Hardware Component Model
Components in Pax are inspired by components on a digital circuit board — namely: they are signal-driven, encapsulated, and composable.
We can illustrate this parallel with a virtual AndGateLED
and two signal inputs (Property<T>
), outputting to a VirtualLED
component that lights up when the inputs are both true.
//and_gate.rs
#[pax(
<VirtualLED signal={self.input_a && self.input_b} >
)]
pub struct AndGateLED {
input_a: Property<bool>,
input_b: Property<bool>,
}
This AndGateLED
might be used in some other component's template like:
<AndGateLED input_a={self.is_validated} input_b={self.is_accepted_by_server} />
While contrived, this example may look vaguely familiar if you've used a visual circuit design tool for FPGAs with VHDL or Verilog. Here's a screenshot from such a tool[1], illustrating how circuit components expose both inputs and outputs, and compose with each other for logic flow.

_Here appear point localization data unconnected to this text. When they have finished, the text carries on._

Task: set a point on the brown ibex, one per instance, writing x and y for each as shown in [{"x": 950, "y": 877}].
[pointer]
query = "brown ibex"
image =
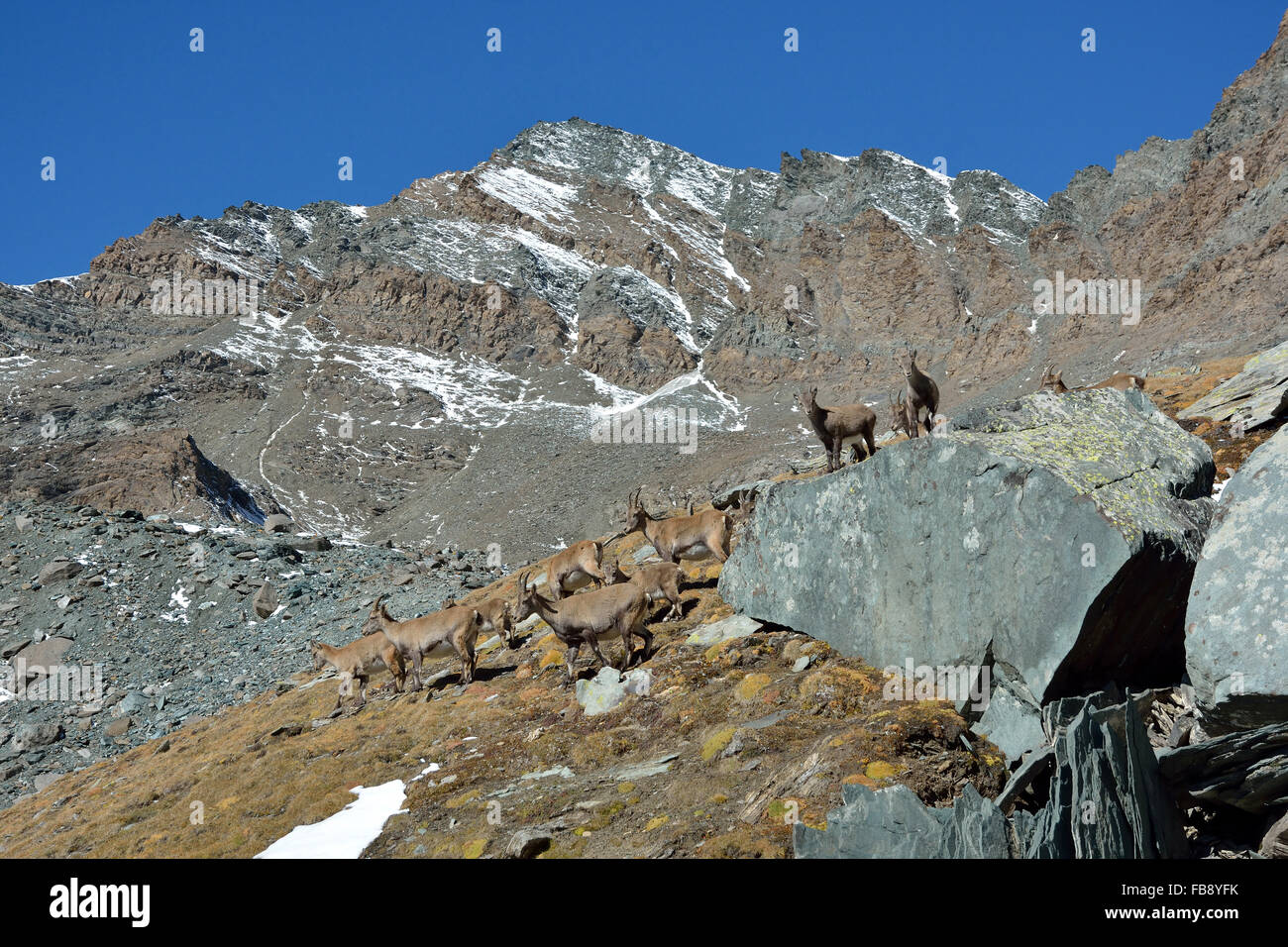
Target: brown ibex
[
  {"x": 493, "y": 617},
  {"x": 660, "y": 581},
  {"x": 1121, "y": 380},
  {"x": 681, "y": 538},
  {"x": 837, "y": 424},
  {"x": 575, "y": 567},
  {"x": 433, "y": 635},
  {"x": 359, "y": 661},
  {"x": 585, "y": 618},
  {"x": 900, "y": 415},
  {"x": 1051, "y": 380},
  {"x": 922, "y": 393}
]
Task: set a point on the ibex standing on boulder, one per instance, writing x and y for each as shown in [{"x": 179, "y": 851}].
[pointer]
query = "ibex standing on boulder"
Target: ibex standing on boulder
[
  {"x": 838, "y": 424},
  {"x": 900, "y": 415},
  {"x": 681, "y": 538},
  {"x": 1051, "y": 380},
  {"x": 660, "y": 581},
  {"x": 585, "y": 618},
  {"x": 922, "y": 393},
  {"x": 1121, "y": 380},
  {"x": 575, "y": 567},
  {"x": 359, "y": 661},
  {"x": 430, "y": 635}
]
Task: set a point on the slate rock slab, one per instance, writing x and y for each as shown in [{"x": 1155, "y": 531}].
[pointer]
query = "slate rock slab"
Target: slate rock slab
[
  {"x": 1236, "y": 618},
  {"x": 893, "y": 823},
  {"x": 1107, "y": 795},
  {"x": 1061, "y": 530},
  {"x": 1247, "y": 771}
]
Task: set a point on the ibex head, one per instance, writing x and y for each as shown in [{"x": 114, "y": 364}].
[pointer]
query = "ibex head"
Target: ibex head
[
  {"x": 909, "y": 363},
  {"x": 524, "y": 599},
  {"x": 898, "y": 412},
  {"x": 635, "y": 513},
  {"x": 614, "y": 574},
  {"x": 376, "y": 616}
]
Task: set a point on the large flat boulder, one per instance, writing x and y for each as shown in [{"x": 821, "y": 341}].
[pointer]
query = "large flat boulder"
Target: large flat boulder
[
  {"x": 1056, "y": 534},
  {"x": 1236, "y": 621}
]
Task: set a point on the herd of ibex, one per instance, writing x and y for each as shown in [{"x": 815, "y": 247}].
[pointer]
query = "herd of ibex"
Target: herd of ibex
[
  {"x": 621, "y": 602},
  {"x": 617, "y": 607}
]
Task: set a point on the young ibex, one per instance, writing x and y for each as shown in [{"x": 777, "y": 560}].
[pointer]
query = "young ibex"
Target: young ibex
[
  {"x": 433, "y": 635},
  {"x": 575, "y": 567},
  {"x": 900, "y": 415},
  {"x": 922, "y": 393},
  {"x": 681, "y": 538},
  {"x": 585, "y": 618},
  {"x": 837, "y": 425},
  {"x": 1121, "y": 380},
  {"x": 1051, "y": 380},
  {"x": 660, "y": 581},
  {"x": 359, "y": 661},
  {"x": 493, "y": 617}
]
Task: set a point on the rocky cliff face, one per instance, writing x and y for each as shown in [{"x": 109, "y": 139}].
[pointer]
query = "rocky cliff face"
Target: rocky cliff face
[{"x": 494, "y": 313}]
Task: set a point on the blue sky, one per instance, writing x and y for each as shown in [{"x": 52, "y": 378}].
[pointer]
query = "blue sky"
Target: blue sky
[{"x": 140, "y": 127}]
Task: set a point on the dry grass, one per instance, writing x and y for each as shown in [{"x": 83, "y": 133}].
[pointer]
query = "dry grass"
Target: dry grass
[{"x": 732, "y": 789}]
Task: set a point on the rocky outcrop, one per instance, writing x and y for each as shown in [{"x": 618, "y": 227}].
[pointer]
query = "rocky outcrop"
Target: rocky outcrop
[
  {"x": 894, "y": 823},
  {"x": 1106, "y": 795},
  {"x": 1106, "y": 799},
  {"x": 1245, "y": 771},
  {"x": 1256, "y": 395},
  {"x": 154, "y": 472},
  {"x": 1056, "y": 534},
  {"x": 1236, "y": 618}
]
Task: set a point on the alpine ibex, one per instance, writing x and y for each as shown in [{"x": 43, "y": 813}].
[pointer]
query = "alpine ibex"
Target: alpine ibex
[
  {"x": 585, "y": 618},
  {"x": 660, "y": 581},
  {"x": 359, "y": 661},
  {"x": 681, "y": 538},
  {"x": 900, "y": 415},
  {"x": 922, "y": 393},
  {"x": 493, "y": 617},
  {"x": 575, "y": 567},
  {"x": 1051, "y": 380},
  {"x": 837, "y": 425},
  {"x": 433, "y": 635},
  {"x": 1121, "y": 380}
]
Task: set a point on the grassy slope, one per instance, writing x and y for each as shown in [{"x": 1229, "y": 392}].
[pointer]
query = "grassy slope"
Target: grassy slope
[{"x": 262, "y": 768}]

Looking at Pax through this lens, properties are component "inputs", while settings are component "outputs". The hierarchy of components is declared through the template of each component, traversed as a single combined tree by the Pax compiler & runtime. You can read more in the chapters Properties & Settings, Expressions, and Templates
[1] Image credit: Aldec, Inc. https://www.aldec.com/en/products/fpga_simulation/designeredition (opens in a new tab)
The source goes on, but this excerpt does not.